Thrifting on the rise, especially in college
Macklemore said it best — One man’s trash is another man’s treasure.
According to the National Association of Resale Professionals, thrift stores across America have seen a rise in public interest in recent years. Currently, there are about 25,000 not-for-profit, consignment and resale shops in the U.S. and the number has been increasing.
“You have to go through a lot of junk to find something good in a thrift store,” journalism freshman Shelby Burnett said. “But once you find something good, you find something good.”
With a tight budget and usually a large amount of student loan debt hanging above their heads, many students are seeking cheaper alternatives to buying clothes.
“My mom loves that I’m not spending all of my money on clothes anymore,” Burnett said. “She tried to get me into thrift stores when I was young, but it wasn’t until I had to manage my own money that I really started going.”
Burnett said for her, thrift shopping has always been apart of her life. Her whole family loves it — sometimes, they go on family excursions to thrift stores together. But the biggest thing for Burnett, her family and many others, is price.
“It’s what they can afford,” Salvation Army store manager Pandora Livingston said. “The big thing with thrift shopping is the trendiness. You can buy things (at a thrift store) that you could get at the mall for around 80 percent less.”

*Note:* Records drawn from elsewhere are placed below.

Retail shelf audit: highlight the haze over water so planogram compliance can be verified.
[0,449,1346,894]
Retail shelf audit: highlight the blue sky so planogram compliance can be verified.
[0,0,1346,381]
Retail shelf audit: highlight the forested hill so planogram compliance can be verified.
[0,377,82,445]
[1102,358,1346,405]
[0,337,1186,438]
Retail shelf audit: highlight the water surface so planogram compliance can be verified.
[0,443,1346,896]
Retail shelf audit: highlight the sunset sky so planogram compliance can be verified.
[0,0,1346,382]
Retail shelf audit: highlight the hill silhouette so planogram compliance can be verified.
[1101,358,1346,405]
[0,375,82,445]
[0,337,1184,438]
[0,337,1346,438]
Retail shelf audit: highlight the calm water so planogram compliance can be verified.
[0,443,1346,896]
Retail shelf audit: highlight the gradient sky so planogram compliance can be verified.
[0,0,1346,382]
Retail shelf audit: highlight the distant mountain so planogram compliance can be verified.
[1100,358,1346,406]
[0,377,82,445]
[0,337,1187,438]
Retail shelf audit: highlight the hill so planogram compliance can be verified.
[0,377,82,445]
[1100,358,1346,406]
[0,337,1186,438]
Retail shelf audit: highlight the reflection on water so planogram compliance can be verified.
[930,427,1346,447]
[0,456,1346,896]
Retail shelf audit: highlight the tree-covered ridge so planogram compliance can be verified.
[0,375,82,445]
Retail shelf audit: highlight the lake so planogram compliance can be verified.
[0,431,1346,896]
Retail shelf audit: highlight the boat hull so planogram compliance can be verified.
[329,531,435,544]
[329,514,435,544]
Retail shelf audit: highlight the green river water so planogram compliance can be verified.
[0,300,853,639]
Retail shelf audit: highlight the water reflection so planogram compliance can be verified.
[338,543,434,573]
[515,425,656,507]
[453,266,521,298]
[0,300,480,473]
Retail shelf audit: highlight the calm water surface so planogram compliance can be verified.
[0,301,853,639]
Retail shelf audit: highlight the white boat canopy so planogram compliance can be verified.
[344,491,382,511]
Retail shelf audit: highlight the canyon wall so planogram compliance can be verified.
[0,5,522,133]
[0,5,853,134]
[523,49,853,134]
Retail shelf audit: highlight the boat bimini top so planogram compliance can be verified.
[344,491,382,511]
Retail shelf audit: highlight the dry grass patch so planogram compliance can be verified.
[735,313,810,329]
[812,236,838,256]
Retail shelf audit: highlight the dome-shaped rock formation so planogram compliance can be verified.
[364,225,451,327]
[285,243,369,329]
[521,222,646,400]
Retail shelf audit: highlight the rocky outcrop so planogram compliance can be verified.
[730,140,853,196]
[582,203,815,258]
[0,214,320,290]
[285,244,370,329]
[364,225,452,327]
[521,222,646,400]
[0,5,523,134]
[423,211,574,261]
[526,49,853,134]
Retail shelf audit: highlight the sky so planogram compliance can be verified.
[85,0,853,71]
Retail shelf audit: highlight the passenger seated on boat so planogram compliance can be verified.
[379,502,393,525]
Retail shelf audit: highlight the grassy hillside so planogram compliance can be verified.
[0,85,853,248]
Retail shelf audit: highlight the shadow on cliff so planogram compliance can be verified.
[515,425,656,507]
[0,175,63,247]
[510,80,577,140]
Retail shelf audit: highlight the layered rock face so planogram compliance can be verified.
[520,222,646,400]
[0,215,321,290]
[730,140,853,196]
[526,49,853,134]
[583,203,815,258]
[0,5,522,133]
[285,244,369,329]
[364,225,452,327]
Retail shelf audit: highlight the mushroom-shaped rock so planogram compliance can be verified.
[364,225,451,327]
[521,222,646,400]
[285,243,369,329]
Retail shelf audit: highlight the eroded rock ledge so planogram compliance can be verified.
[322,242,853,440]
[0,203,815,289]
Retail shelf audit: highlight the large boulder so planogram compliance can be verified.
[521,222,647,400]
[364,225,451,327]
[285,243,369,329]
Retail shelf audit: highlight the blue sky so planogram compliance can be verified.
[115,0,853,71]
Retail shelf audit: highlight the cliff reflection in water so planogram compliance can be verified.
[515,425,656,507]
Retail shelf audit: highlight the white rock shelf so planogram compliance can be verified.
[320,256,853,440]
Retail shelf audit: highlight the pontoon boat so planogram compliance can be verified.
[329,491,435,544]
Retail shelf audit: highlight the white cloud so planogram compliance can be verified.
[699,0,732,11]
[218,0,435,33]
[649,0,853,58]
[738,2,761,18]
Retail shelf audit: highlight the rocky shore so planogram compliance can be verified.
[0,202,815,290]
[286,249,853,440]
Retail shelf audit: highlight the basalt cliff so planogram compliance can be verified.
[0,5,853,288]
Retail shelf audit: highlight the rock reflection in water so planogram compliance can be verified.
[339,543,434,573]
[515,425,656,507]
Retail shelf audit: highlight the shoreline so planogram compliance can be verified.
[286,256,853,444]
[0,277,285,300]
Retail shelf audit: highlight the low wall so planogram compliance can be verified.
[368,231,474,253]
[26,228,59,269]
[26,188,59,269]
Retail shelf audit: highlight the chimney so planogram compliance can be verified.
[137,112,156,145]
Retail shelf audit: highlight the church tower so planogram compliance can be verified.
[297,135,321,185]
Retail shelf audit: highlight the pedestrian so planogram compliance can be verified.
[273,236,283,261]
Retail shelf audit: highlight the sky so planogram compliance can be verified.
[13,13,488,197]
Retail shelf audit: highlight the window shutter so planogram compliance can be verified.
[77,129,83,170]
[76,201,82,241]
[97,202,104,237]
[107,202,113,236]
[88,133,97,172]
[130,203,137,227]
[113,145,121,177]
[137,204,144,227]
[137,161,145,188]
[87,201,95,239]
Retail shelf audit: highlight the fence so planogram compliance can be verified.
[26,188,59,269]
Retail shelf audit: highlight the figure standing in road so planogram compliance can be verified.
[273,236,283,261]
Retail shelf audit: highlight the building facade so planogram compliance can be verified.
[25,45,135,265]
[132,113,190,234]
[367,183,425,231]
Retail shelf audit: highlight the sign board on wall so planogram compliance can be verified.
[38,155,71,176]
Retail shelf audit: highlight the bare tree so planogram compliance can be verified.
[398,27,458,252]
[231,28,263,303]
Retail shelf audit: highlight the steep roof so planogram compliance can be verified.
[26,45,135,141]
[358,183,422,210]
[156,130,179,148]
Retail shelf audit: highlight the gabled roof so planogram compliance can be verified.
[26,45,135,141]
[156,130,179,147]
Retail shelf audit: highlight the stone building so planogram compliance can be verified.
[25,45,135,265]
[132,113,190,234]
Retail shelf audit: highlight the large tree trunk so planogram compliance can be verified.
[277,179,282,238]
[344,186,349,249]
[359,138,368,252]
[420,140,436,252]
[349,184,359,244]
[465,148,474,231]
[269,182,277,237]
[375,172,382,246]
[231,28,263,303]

Both trends and low prices drive East Lansing’s local Plato’s Closet. The store prides itself on being relevant to current fashion trends by only carrying clothes, jewelry and accessories recently in style.
“We’re cool because we buy clothes that have been in the stores for the past year to year and a half so they’re all a really current style. ... We sell them at one-third of what it was priced for in their original stores,” Plato’s Closet store manager Whitney Covert said. “I go to the mall and I’m shocked at the prices.”
While plenty of students are buying resale, Livingston said the same amount are also donating. Students, she said, have fully accepted the thrifting cycle.
“It’s like a revolving door,” Livingston said. “After you donate, you’re going to come back in and find new things that you want and those things are going to go right back in your closet, or your house.”
At the end of the day, Burnett said her favorite thing about thrift shopping is the ability she has to find something interesting.
“My mom likes to call me a hippie because of what I wear,” Burnett said. “But I call my personal style ‘unique.’ That’s why I like to thrift shop—you can’t find anything else like some of the things you find there.”